MR: I didn't know that you were self-taught. When did you start painting?
VP: I was about 20 when I went down to the art store and I just picked up a little start-painting kit. I always had a thing for oil paint. It just spoke to me.
MR: The first time we met was when you painted me for the cover of The New York Times Magazine and I got to go to your studio. I had never been physically in the same room with your work before and I was overjoyed, especially because of the scale. My first thoughts were that they looked almost like a cake. This thickness is so intriguing and now that I know the process, the worrier in me is like, "How long does that take to dry?"
VP: It's always the number-one question.
MR: I'm lucky enough to have a piece of yours. I always wonder, "Am I allowed to ask the artist if they meant for me to feel this way?" I know the answer even as I'm asking it: "Whatever you want."
And I'm not trying to impose meaning here but how do you feel about painting as practice? Can it be a healing ritual?
VP: Last year was so nutty for me. I couldn't process it. It was the first reason I had to get back in the studio. When I'm painting, I don't think about anything. I don't even know what people do without that. It helped me to put everything in its place but it didn't help me make sense of everything. I don't have any answers. Paintings just start conversations. One painting would be like us sitting together for six hours one night and going back and forth.

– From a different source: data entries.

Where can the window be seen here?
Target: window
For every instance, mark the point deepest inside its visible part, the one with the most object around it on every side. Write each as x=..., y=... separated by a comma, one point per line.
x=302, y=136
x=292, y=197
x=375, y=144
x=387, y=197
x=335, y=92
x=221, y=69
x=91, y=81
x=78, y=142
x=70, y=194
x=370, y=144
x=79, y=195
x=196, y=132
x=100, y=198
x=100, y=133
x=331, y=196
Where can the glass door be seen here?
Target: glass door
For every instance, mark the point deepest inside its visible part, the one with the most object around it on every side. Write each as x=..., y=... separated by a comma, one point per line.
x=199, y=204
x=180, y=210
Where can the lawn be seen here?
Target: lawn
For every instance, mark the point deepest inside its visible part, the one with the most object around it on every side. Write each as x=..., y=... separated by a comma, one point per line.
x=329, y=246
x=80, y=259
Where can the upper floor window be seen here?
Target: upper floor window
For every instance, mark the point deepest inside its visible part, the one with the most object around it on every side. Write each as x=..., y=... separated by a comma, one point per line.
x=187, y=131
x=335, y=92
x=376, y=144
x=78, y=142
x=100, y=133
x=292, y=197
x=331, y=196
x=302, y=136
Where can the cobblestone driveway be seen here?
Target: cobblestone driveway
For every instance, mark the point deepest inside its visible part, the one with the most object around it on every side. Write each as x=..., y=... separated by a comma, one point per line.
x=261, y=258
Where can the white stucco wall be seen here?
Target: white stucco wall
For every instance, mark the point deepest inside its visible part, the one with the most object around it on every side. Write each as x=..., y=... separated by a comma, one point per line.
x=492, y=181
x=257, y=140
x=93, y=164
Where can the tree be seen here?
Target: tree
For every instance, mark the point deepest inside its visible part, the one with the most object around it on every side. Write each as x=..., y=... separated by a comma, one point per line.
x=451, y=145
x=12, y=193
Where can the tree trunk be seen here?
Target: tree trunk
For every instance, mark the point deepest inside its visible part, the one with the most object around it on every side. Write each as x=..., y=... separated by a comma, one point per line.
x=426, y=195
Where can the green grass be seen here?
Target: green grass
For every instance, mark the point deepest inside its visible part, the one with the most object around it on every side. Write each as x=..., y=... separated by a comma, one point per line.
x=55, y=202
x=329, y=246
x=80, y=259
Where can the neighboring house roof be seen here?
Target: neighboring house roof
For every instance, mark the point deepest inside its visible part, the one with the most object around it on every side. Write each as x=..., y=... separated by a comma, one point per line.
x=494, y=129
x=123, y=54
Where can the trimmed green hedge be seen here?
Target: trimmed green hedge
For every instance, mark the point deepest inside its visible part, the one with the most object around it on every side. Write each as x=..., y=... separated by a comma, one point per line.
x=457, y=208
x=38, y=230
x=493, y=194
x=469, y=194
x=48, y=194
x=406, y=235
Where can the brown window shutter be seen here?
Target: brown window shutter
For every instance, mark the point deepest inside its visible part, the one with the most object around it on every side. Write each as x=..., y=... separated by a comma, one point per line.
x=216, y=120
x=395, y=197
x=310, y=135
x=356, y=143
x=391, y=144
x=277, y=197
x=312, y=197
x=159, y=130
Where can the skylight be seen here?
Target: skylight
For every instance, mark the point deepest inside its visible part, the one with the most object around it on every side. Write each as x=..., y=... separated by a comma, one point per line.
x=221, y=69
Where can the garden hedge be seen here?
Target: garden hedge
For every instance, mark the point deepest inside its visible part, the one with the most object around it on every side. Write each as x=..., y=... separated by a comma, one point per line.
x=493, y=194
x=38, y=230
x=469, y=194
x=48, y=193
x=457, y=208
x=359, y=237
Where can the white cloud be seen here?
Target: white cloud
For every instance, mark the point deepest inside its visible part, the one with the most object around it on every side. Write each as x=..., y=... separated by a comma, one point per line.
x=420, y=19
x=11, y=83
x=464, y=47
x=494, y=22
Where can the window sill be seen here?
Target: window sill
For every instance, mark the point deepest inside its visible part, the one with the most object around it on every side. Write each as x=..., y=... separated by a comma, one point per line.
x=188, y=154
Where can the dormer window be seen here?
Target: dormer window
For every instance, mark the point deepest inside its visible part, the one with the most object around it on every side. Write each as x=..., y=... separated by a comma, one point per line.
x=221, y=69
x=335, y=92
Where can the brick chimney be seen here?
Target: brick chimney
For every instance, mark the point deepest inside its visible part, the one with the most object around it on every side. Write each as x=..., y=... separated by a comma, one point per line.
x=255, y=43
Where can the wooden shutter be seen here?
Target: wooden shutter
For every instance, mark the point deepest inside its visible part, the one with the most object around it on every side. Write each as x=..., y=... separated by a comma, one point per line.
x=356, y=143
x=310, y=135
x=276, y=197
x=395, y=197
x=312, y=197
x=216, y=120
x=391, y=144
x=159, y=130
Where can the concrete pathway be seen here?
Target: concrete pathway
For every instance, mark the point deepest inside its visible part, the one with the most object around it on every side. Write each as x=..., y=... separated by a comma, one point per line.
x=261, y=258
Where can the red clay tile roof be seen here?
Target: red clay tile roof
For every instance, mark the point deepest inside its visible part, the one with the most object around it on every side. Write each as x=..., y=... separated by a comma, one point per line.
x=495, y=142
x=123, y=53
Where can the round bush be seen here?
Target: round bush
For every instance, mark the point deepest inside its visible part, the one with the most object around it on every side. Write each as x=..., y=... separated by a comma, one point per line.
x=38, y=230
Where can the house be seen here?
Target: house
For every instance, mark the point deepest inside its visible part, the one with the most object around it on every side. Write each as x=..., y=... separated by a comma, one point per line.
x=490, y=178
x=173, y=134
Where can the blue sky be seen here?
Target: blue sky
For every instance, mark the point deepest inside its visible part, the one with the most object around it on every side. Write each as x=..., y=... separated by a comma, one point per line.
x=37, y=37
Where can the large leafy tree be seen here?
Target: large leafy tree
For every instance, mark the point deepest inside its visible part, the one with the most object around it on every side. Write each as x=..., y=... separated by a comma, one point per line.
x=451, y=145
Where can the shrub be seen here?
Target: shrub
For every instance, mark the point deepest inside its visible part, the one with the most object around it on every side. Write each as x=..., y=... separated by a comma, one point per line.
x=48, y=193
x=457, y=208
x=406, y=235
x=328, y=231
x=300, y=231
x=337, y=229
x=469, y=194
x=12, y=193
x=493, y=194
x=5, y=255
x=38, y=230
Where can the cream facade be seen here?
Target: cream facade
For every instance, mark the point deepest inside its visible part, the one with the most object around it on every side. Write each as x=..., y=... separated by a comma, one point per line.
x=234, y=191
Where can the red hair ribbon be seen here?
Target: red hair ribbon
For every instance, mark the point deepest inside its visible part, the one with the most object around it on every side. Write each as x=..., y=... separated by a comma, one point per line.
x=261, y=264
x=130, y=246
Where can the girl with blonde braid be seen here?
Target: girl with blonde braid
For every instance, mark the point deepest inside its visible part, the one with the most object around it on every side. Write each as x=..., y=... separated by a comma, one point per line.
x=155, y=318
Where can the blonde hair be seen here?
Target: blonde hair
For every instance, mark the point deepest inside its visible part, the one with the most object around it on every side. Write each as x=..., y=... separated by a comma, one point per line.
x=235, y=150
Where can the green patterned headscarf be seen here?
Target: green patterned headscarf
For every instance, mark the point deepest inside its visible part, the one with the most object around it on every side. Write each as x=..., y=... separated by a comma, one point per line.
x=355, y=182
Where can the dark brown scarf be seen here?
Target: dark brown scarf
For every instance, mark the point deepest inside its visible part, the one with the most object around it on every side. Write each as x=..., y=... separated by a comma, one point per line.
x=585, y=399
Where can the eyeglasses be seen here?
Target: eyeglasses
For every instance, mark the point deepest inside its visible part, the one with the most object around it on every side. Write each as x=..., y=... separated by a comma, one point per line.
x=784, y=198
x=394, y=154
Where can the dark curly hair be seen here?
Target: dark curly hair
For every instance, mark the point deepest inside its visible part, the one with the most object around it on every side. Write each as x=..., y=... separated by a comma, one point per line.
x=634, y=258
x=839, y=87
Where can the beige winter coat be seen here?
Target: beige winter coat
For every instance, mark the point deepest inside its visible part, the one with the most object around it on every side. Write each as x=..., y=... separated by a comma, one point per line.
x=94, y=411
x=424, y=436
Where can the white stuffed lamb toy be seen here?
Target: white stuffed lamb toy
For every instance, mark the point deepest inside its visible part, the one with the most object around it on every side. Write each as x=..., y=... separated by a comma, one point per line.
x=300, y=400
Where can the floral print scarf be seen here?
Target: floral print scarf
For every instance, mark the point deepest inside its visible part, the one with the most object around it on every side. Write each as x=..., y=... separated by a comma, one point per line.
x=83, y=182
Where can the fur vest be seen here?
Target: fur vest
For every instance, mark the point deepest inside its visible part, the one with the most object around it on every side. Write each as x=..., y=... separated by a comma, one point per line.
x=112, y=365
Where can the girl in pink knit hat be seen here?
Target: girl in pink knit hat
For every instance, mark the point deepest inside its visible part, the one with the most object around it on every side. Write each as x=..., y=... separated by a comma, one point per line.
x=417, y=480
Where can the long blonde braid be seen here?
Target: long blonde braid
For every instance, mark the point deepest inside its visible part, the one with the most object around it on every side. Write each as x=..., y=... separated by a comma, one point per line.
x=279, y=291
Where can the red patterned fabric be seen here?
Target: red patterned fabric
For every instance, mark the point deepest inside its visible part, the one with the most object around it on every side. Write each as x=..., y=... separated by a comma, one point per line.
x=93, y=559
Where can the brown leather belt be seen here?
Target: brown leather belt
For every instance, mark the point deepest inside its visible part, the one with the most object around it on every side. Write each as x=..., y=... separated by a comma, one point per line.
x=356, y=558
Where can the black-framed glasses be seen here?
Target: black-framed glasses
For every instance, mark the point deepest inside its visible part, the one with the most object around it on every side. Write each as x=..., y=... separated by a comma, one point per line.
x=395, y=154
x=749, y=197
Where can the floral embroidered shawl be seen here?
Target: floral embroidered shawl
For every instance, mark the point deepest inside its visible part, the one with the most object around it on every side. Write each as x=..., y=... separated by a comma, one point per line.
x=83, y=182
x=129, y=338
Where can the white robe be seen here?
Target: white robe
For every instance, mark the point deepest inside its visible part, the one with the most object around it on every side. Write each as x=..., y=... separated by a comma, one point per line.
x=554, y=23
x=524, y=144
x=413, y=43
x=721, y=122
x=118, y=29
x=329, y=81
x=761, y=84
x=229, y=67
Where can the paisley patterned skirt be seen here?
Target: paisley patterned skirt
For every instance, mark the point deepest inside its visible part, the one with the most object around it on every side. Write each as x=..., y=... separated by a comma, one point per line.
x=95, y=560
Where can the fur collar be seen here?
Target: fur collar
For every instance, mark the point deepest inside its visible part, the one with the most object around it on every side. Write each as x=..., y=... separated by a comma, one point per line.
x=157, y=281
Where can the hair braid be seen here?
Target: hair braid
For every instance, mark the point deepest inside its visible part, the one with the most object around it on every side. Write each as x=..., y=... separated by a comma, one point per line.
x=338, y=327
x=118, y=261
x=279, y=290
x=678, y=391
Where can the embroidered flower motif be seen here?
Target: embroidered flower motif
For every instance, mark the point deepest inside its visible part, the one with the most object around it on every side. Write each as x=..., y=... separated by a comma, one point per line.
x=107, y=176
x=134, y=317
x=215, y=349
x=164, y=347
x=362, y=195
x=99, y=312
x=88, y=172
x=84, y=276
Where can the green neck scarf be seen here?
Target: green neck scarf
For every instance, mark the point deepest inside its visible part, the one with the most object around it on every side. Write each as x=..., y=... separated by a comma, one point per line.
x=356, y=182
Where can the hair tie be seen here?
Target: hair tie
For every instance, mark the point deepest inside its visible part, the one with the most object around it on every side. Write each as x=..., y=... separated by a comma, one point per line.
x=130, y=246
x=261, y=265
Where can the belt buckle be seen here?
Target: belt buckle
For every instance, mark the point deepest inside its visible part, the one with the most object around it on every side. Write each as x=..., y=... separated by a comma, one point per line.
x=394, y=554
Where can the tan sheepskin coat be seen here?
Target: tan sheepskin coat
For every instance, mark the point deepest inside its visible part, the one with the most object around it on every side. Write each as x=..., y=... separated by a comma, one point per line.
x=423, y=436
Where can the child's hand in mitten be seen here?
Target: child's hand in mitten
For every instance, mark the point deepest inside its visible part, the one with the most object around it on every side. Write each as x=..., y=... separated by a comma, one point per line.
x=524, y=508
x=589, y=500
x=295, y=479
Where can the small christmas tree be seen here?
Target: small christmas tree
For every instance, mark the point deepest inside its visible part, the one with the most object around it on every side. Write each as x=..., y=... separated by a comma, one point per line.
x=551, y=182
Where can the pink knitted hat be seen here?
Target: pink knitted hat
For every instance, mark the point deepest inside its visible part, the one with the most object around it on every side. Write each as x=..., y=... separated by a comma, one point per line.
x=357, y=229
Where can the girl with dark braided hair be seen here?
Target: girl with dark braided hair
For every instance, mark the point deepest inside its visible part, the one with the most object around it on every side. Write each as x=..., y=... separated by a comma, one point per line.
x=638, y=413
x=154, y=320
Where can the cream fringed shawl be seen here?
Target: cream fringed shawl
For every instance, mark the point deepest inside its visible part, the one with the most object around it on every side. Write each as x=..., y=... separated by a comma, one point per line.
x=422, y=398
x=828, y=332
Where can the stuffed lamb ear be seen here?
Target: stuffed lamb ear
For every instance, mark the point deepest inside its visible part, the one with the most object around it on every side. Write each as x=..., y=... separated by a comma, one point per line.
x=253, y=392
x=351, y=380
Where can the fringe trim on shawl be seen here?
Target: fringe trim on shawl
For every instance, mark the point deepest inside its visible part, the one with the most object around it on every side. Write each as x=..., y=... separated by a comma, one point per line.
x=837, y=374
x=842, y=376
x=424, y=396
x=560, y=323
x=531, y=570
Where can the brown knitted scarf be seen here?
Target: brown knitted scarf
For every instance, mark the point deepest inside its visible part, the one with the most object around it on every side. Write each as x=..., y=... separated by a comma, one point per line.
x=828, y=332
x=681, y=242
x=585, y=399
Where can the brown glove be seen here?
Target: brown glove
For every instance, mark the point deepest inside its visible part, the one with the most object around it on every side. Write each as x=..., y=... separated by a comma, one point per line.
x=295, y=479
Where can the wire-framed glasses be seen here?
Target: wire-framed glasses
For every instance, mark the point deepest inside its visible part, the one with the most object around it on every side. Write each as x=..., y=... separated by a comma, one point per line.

MR: I think it's interesting also to hear you say that when you're painting you're not thinking about things. Is that, for you, the idea of a flow state? Are there things that you do to get there?
VP: Yes. It doesn't even take that much. I think that the physicality of the paint takes over. My body will just do the motions. Your body is a weird little machine. If I just start painting, eventually it gets there, but the good stuff doesn't necessarily have to happen right away and that's okay too.
MR: Sometimes it's really just about showing up for yourself.